Chapter Fourteen

Evyn woke with Ricochet draped on her left ear. “Get off.”

Ricochet stretched, shifted, and settled around her forehead like a fur hat. His belly reminded her of feathers dancing on her skin. Feathers. Fingertips. Wes’s thumb tracing over her cheek. A shot of adrenaline spiking her pulse, her clit instantly hard. Her eyes jolted open. “Hell.”

She stared at the ceiling. Flat gray light. The weatherman had said more snow was coming. More freezing cold. She wasn’t cold now. She kicked the covers off. Ricochet complained and stalked haughtily to the bottom of the bed. Evyn touched her cheek and her clit did that twitching thing it had done yesterday when Wes had touched her. Wes made her so freaking hot—didn’t mean a thing, though. Just good old reflexes. Never mind the way Wes had looked at her when she’d been moving her shoulder around—so serious, so right there. Wes looked at her—looked into her, and okay, that freaked her out too. She’d grown up in a houseful of men she wanted to be just like—tough, competitive men who taught her to win. And any fear or uncertainty—and, God forbid, tears—that cropped up along the way, she hid.
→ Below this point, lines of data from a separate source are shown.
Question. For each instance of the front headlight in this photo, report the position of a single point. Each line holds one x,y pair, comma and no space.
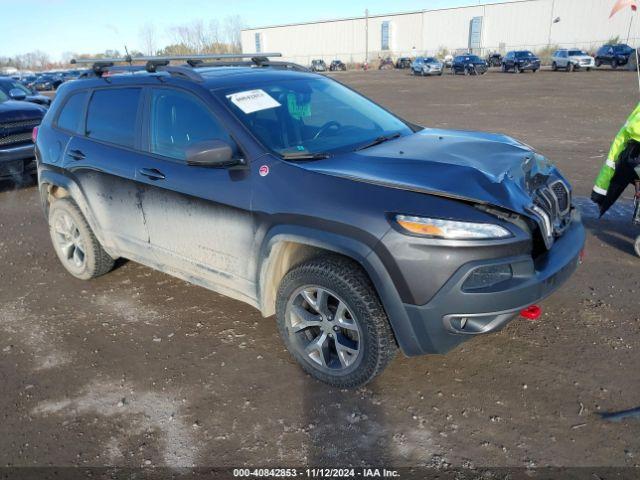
451,229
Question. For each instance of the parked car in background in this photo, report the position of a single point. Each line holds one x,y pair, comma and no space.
48,82
318,66
494,59
17,121
386,64
427,66
403,62
520,60
336,65
571,59
16,90
614,55
395,235
468,65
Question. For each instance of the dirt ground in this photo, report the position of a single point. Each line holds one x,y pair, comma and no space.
137,368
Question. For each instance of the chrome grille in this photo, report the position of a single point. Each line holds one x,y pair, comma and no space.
552,206
562,195
17,138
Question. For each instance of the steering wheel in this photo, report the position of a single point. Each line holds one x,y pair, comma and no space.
325,128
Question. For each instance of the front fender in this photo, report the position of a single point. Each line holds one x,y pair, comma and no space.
48,177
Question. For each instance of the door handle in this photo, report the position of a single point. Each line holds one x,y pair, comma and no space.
152,173
76,154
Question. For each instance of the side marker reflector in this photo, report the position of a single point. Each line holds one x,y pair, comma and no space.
531,313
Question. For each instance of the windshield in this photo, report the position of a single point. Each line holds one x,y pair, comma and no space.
310,116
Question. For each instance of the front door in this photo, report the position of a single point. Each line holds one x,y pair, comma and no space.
102,156
199,218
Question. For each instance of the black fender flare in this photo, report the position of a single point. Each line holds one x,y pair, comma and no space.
361,253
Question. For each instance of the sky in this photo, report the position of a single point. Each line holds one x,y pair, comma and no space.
92,26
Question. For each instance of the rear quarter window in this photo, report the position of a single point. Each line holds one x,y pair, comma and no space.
112,115
71,114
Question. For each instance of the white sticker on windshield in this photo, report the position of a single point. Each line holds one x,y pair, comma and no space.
253,100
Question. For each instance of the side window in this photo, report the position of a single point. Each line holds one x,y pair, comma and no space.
179,120
72,112
111,116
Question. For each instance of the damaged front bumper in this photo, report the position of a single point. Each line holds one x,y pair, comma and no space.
454,314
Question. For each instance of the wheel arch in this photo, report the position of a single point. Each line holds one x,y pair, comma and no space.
287,246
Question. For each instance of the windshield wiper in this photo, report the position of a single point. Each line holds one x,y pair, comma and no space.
378,141
304,156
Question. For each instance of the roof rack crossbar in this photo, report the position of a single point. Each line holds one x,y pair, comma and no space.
182,71
162,63
185,58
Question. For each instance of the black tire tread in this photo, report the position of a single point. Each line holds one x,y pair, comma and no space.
346,274
102,262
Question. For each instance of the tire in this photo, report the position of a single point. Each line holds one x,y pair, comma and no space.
364,327
75,244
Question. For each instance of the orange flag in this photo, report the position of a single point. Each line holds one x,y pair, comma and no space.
620,4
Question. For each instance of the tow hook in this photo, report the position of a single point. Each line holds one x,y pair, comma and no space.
532,312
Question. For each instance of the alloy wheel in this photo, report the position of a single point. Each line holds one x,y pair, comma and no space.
323,330
69,241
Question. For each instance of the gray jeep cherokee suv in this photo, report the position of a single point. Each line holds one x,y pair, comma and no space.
293,193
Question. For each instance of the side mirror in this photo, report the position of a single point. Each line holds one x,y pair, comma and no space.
17,94
211,153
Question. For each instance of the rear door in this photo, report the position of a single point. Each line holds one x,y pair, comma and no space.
102,158
199,218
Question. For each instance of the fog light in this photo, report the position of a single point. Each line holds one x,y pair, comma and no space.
487,276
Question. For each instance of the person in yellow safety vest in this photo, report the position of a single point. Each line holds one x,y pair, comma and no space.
630,131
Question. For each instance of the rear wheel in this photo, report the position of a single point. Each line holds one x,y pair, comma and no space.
74,242
332,322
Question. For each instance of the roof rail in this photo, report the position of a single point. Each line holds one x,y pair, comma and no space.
161,63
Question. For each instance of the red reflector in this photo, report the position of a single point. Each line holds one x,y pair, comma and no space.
531,313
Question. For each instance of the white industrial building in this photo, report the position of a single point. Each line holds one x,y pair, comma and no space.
524,24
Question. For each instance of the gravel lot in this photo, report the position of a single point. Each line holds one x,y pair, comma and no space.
137,368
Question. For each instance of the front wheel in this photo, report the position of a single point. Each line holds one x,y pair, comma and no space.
331,321
75,244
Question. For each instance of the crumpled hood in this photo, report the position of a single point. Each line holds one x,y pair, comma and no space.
473,166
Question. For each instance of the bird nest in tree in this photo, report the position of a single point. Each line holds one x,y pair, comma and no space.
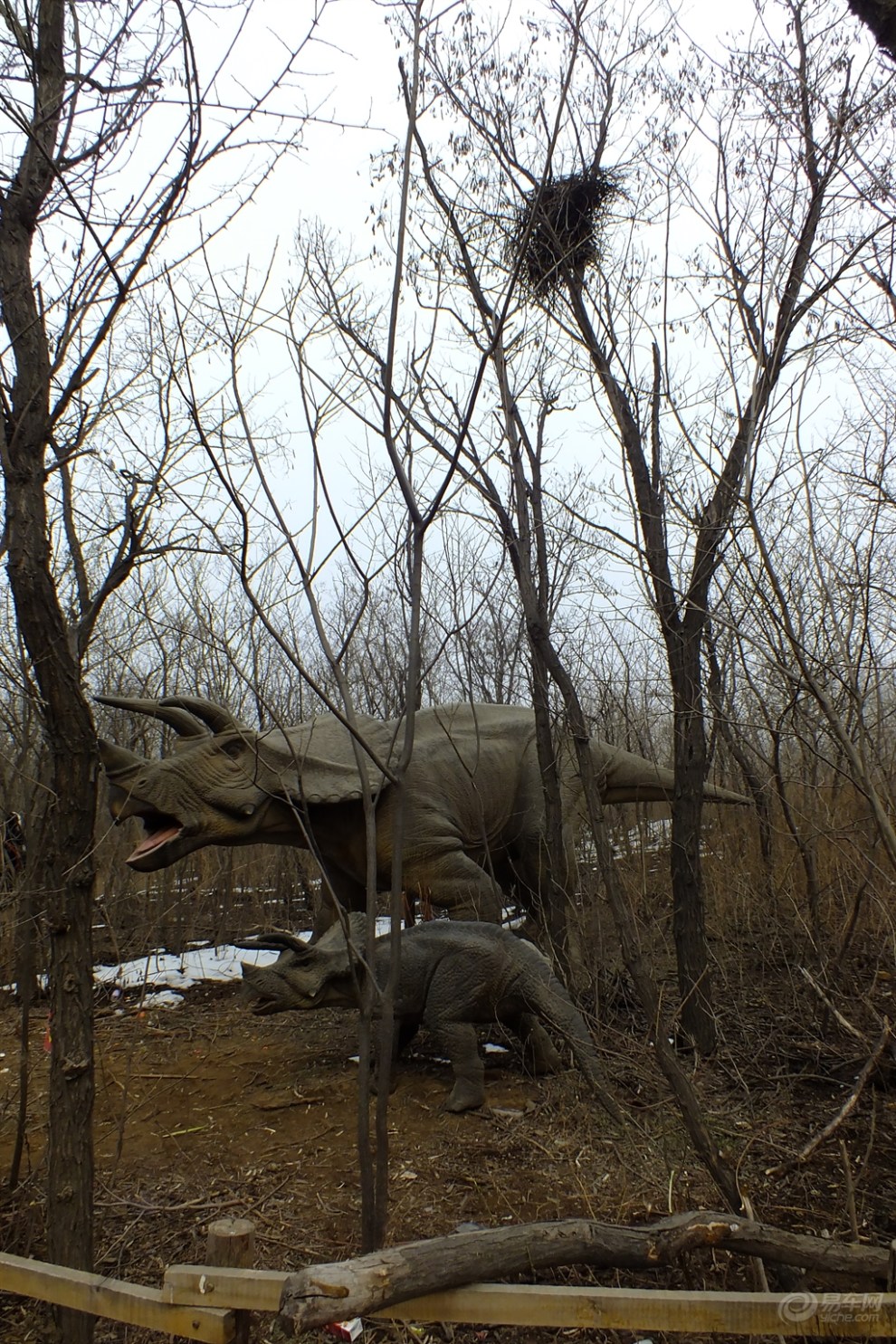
559,226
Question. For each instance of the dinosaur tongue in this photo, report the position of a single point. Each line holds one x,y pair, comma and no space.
152,842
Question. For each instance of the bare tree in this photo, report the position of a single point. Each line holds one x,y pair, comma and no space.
83,210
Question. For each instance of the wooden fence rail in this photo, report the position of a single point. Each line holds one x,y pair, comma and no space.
185,1305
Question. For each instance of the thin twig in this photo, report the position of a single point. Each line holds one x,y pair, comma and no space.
844,1022
849,1105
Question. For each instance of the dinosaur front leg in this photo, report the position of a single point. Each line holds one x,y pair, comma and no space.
461,1046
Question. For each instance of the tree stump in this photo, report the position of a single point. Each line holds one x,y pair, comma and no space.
232,1244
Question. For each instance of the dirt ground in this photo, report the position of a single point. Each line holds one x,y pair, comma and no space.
205,1111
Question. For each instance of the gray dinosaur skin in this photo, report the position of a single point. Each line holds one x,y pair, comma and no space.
474,804
453,978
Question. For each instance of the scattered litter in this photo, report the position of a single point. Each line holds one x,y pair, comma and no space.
163,999
346,1330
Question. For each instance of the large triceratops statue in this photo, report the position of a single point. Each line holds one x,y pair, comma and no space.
474,806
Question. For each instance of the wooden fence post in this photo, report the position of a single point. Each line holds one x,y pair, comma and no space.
232,1244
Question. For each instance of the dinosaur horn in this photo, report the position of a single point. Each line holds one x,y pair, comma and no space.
216,717
276,941
169,712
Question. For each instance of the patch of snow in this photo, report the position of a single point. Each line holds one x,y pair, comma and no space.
164,999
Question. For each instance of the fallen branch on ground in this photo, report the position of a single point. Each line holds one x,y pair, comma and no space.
321,1293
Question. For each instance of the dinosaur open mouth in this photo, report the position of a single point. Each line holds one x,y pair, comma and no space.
160,828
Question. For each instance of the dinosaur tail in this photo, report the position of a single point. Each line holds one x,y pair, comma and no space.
632,778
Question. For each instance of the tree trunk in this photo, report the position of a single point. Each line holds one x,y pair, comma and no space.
688,917
67,840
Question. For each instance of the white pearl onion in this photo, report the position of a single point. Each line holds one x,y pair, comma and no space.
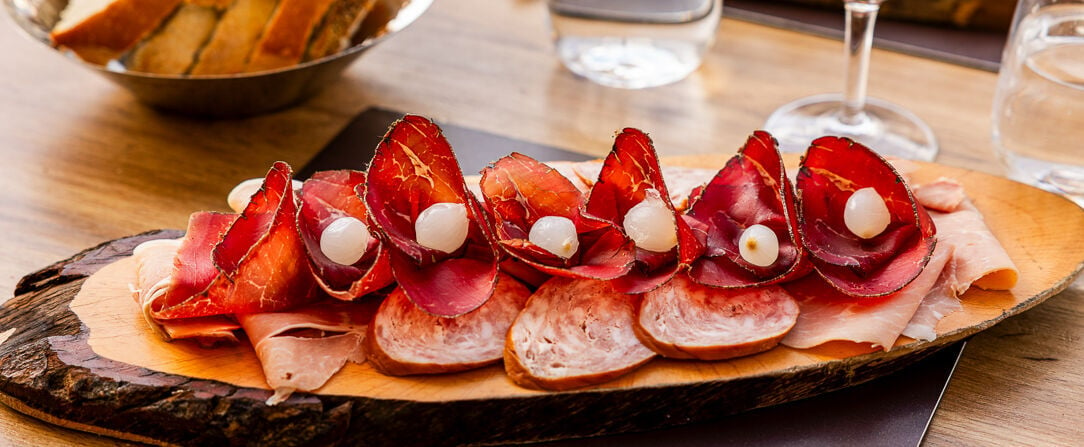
241,194
650,224
345,240
865,214
759,245
442,226
555,234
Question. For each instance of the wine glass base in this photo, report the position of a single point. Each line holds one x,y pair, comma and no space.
886,128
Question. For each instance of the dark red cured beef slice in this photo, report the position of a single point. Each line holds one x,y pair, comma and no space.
631,168
751,189
325,198
413,168
519,190
260,259
831,170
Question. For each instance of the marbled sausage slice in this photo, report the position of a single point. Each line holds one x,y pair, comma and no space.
573,333
404,340
683,319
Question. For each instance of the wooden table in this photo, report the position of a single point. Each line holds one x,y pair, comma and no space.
84,163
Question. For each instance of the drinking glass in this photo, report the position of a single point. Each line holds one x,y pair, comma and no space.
885,127
633,43
1039,106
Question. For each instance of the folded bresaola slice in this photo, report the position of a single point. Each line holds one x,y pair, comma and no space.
257,265
301,348
573,333
752,189
519,190
327,196
833,169
403,340
154,276
414,168
631,176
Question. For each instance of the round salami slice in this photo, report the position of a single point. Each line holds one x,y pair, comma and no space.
683,319
833,170
573,333
413,170
259,259
520,191
751,190
629,187
327,198
403,340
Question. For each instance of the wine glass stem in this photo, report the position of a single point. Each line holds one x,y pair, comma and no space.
861,16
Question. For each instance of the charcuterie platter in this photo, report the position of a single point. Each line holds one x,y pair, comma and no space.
77,352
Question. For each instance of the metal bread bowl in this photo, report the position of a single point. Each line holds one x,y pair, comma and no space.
228,96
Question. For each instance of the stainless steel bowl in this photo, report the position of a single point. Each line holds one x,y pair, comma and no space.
228,96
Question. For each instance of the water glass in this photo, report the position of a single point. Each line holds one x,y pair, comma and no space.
633,43
1039,107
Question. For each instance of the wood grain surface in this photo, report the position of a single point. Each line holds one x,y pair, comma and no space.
84,163
118,379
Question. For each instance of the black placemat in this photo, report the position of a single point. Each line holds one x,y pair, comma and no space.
893,410
979,49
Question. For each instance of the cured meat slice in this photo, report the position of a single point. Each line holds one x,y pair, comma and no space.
683,319
573,333
828,315
154,275
631,175
403,340
327,196
940,302
300,349
259,260
752,189
833,169
414,168
519,190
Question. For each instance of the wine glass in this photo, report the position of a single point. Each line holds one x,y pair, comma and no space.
885,127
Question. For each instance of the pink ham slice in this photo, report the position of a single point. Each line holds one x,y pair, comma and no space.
300,349
573,333
683,319
154,275
828,315
325,198
404,340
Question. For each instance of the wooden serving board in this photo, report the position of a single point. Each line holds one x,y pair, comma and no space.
75,352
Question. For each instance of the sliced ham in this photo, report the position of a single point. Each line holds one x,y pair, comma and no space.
828,315
751,190
325,198
631,175
300,349
413,168
937,304
683,319
519,190
981,260
404,340
573,333
831,170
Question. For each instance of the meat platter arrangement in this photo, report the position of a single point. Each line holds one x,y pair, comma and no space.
571,280
411,284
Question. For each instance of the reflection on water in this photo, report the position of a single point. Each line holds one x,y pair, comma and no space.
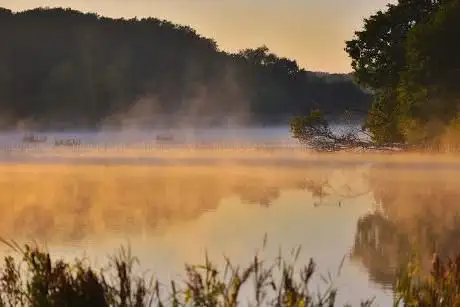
419,213
171,214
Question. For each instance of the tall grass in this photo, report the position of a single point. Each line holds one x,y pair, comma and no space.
36,280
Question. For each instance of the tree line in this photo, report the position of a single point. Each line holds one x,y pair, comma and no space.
408,56
61,65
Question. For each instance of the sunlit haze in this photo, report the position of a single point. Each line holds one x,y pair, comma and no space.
312,32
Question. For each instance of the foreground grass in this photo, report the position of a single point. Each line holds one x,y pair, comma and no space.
36,280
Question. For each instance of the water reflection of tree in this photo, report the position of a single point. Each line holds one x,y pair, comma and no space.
418,213
75,203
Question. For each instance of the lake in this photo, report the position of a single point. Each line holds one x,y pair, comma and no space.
172,206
And eventually she didn’t need to hide those things because she didn’t feel them any longer.

Except when Wes touched her, she felt the doors opening and light leaking into the closed rooms where she kept her secrets. Not good. Didn’t matter, though. She had a handle on it. She slid her hand down her belly. Had a hand on it too. She was hard all right, and wet, and damn if she couldn’t get Wes’s scent out of her head. So she closed her eyes and let the green of Wes’s gaze and the piercing winter-bright scent of her fill her mind as she came.


*


“Morning,” Wes said when she found Evyn in the ready room at 0730. A box, empty save for a lone white powdered doughnut, sat in the middle of the round table. Evyn was dressed for fieldwork again—khakis and a blue polo shirt with the USSS logo on the chest.

“Hi,” Evyn said, rising abruptly and dumping the remains of her coffee in the sink. “Ready?”

“Another sim? Sure.”

“Nope. Today we go live.” Evyn raised her left wrist and said, “Team One, ready to move out.”

Wes followed her out into the hall, waiting for Evyn to fill her in on what was happening. They’d reached the south exit before she finally asked, “Isn’t it customary to brief me?”

“There is no customary.” Evyn reached the door first and held it open. “The only thing you can count on in this detail is that plans always change. Today’s already have.”

“Am I the only medic?”

“You’ll have the usual backup in the follow car.”

Wes caught the door and followed Evyn outside. A limo idled with the three black SUVs on the circular drive. Gary waited by the open rear door of the first vehicle, sunglasses on, earbud just visible behind his left ear. He nodded briefly to Evyn, and Wes thought she saw his eyebrow quirk before his stony expression returned. Several other men and a woman stood waiting by the other vehicles, and the profiles of additional agents were visible inside each one. She hadn’t expected so many people to be involved in a training scenario but said nothing. Evyn obviously wasn’t planning to answer any of her questions.

“We’ll be in the first follow car,” Evyn said. “Eagle is on his way.”

Wes hesitated. “I thought this was a training scenario.”

Evyn met her gaze, no trace of humor in her eyes. “Did I give you that impression? This is as real as it gets.”

Wes adjusted her expectations and reassessed the situation. “Then shouldn’t I ride with the president?”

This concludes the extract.